Characterization of a Plasmid-Encoded Type IV Secretion System in Campylobacter jejuni 81-176

摘要

The Gram-negative bacterium Campylobacter jejuni is major cause of diarrheal illness in both the United States and the world abroad. One strain of C. jejuni, 81-176, is a particularly virulent strain that invades epithelial cells at levels higher than most C. jejuni isolates. This strain possesses two plasmids, designated pVir and pTet, both of which contain genes with homology to type IV secretion systems (TFSS). TFSS are systems capable of translocating DNA, protein, or nucleoprotein complexes across bacterial membranes. This work represents a characterization of the pVir TFSS found in C. jejuni 81- 176. Following purification and the generation of antisera, it was demonstrated that VirB10, a structural component of the pVir TFSS is glycosylated. Lectin affinity, enzymatic cleavage, and a reconstitution of glycosylation in Escherichia coli suggested that VirB10 was glycosylated by the general N-linked glycosylation pathway (pgl) of C. jejuni. Site-specific mutagenesis of VirB10 revealed two glycosylation sites at N32 and N97. Previously, mutation of virB10 resulted in a modest reduction in levels of natural competence. Mutation of N97 but not N32 resulted in levels of natural competence consistent with the virB10 mutant, suggesting glycosylation is required for the function of the pVir TFSS. An initial biochemical characterization of a putative type IV secretion ATPase was undertaken. A VirB11 homology from the pVir plasmid was expressed and purified.
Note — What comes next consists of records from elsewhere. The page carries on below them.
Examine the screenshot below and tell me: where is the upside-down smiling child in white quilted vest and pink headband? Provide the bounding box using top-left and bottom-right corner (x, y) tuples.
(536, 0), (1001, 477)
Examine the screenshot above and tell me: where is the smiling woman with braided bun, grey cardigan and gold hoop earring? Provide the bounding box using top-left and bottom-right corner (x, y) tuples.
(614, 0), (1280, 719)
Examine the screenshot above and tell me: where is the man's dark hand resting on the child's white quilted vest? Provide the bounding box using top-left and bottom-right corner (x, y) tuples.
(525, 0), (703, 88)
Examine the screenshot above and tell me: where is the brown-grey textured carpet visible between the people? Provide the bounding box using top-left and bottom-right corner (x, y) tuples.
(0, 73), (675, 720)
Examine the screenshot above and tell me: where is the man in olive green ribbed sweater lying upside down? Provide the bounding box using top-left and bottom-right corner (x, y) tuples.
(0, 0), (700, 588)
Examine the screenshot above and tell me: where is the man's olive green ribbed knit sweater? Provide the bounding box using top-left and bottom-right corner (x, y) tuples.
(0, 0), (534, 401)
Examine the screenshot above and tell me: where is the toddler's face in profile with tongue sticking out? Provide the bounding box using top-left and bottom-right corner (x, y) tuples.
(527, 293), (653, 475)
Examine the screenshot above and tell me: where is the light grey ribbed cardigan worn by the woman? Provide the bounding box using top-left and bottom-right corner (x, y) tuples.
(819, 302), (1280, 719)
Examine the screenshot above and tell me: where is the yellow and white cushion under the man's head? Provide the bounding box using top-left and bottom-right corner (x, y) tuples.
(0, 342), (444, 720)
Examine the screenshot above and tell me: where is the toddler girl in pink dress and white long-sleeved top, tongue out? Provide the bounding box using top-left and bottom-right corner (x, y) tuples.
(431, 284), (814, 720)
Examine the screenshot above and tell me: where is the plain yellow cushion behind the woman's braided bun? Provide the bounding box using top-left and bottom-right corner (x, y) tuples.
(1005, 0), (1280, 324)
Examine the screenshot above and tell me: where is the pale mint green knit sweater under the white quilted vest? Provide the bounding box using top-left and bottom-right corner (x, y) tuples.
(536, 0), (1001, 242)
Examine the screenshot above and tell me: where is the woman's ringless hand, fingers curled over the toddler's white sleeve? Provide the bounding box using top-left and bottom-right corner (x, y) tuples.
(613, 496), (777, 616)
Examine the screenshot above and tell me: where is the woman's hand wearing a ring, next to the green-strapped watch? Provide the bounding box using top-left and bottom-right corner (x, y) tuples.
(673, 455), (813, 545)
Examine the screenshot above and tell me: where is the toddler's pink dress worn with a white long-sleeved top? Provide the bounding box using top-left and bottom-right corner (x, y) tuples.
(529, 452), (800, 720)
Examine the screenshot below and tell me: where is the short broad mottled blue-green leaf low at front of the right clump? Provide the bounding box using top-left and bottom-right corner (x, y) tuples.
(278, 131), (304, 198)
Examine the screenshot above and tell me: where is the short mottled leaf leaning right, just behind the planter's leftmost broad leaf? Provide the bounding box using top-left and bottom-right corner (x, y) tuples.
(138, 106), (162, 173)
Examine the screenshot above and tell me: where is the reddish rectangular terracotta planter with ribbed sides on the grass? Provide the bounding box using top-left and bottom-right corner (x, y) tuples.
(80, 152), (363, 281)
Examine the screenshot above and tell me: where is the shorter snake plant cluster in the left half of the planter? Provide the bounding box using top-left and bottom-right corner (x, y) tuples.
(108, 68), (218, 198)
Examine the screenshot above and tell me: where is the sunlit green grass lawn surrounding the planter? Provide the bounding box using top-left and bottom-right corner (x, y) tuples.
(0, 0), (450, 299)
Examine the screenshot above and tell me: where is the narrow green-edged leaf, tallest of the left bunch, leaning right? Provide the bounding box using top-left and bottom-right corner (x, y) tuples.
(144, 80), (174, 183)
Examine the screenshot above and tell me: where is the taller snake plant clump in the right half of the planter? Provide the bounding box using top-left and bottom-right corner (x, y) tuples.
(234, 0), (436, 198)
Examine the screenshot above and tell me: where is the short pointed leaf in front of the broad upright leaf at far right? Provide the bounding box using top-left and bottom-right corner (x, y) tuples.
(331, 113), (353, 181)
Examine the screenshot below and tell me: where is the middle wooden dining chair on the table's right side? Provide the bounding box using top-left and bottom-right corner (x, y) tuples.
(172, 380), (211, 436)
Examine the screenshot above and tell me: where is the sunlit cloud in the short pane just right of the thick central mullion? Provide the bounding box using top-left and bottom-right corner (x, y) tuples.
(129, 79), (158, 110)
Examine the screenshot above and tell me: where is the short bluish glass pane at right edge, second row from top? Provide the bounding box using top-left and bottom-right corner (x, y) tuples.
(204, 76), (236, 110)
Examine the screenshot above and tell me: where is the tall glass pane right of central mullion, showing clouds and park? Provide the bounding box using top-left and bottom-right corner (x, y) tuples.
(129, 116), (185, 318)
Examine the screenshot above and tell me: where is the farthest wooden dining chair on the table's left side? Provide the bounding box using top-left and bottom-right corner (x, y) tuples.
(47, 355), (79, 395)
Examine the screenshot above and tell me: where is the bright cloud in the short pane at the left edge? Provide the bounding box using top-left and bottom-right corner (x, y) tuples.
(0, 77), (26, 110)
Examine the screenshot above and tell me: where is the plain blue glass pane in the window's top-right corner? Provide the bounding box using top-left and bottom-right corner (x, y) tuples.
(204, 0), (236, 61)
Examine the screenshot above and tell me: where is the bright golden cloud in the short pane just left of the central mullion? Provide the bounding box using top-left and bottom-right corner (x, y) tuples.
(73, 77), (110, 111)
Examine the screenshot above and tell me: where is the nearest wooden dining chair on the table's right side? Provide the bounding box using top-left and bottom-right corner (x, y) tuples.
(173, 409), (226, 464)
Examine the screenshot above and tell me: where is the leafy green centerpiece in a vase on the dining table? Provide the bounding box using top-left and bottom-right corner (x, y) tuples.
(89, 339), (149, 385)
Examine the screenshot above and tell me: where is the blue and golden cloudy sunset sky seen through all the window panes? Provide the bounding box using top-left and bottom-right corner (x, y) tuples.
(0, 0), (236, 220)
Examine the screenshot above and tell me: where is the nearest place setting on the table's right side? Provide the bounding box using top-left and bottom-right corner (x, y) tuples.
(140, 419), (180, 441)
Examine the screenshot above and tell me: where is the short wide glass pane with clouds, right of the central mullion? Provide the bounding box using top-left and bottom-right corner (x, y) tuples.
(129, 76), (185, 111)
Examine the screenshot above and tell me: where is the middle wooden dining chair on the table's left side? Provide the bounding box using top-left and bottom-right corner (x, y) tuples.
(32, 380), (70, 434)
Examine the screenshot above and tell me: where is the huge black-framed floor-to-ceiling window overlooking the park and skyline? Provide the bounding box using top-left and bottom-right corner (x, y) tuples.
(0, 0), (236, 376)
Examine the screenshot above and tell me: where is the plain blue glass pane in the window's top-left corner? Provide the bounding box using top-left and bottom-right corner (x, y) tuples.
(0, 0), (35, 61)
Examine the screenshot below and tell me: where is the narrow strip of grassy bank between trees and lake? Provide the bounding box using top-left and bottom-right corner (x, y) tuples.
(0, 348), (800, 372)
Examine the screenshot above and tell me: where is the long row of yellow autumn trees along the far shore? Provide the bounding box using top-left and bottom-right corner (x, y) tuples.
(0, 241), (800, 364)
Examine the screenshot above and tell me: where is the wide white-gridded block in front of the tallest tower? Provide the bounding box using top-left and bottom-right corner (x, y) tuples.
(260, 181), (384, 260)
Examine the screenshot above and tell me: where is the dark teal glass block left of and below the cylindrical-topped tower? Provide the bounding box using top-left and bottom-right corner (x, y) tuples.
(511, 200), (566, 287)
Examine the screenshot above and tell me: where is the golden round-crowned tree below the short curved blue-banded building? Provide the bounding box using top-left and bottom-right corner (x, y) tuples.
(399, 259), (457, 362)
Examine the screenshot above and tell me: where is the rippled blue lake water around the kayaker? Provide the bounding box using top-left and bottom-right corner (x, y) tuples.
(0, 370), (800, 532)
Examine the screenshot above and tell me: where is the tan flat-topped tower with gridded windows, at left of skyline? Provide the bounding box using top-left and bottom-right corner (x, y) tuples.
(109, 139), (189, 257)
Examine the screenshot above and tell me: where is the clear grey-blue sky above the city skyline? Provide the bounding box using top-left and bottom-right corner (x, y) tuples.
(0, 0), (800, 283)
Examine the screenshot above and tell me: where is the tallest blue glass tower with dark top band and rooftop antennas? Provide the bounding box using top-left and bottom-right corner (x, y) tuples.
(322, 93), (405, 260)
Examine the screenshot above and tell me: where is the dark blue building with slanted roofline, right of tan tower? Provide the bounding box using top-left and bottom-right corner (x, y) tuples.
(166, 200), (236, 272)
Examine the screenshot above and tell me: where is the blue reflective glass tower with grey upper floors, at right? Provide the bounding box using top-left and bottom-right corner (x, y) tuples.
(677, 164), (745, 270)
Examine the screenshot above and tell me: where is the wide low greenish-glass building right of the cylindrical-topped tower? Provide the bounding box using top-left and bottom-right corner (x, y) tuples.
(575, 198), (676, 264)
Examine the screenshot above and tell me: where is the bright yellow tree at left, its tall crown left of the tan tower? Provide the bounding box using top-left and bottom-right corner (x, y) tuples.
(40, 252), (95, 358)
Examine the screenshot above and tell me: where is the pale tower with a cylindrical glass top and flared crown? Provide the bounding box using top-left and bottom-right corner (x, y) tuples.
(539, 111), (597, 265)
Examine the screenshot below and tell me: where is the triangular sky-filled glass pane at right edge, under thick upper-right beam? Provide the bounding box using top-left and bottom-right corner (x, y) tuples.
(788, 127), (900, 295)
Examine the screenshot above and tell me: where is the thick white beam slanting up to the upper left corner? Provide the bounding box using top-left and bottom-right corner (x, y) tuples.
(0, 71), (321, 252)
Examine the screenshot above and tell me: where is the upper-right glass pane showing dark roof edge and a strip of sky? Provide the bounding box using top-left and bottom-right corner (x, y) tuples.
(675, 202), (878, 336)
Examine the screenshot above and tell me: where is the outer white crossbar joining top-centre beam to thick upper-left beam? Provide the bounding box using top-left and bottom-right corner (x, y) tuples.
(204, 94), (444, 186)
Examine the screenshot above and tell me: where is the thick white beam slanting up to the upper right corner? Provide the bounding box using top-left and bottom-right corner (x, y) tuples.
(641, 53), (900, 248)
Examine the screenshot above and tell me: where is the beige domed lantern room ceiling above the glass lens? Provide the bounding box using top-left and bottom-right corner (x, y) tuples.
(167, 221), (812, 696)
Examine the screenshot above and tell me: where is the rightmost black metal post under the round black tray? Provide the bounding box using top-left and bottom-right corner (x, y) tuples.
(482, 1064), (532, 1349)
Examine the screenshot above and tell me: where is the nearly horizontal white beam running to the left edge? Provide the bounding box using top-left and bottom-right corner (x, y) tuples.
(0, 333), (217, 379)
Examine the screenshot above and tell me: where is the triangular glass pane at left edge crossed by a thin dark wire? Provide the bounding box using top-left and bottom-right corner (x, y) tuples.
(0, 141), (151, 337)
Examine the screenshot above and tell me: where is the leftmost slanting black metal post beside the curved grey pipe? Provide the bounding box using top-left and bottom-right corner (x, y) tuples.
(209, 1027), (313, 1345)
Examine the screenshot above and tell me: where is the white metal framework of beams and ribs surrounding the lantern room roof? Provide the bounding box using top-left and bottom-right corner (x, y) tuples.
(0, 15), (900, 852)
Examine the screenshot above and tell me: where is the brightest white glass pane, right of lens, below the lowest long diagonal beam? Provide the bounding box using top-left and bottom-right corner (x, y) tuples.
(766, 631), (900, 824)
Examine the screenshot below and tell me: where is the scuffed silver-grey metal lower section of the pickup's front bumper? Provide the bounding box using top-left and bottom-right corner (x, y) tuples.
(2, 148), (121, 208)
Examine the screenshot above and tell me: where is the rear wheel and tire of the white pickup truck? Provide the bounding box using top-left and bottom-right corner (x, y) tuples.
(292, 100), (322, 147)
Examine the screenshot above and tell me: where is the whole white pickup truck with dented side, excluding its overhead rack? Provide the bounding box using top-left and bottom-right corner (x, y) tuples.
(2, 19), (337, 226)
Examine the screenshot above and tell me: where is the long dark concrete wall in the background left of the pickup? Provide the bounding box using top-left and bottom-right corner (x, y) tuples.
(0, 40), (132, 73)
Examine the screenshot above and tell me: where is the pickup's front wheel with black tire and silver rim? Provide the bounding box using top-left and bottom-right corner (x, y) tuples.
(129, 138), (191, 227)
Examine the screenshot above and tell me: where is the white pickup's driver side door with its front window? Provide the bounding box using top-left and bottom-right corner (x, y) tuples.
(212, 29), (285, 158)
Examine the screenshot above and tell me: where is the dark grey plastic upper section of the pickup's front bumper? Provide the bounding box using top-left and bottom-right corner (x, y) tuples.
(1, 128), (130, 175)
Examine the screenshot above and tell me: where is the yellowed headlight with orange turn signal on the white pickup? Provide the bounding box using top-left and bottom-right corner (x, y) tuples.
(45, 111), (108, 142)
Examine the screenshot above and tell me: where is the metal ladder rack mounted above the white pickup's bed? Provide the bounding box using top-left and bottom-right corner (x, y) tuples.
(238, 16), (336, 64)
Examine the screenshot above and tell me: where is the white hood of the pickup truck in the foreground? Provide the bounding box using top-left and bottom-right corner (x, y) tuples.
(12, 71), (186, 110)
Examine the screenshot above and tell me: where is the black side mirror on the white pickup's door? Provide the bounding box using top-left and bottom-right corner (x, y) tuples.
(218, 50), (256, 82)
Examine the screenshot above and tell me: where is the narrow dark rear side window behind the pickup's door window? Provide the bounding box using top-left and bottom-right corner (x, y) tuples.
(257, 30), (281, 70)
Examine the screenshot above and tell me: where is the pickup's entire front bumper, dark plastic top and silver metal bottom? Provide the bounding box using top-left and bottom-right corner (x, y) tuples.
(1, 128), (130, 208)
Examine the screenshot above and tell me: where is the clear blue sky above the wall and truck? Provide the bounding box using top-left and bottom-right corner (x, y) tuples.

This protein was shown in both a time and concentration dependent iv manner to possess ATPase activity and mutation of the nucleotide-binding site of VirB11 resulted in a form of the protein that was devoid of enzymatic activity. Yeast 2-hybrid analysis and chemical cross-linking experiments suggested that VirB11 formed hexameric structures, consistent with other VirB11 family members. Characterization of a pVir-encoded protein linked with the TFSS was performed.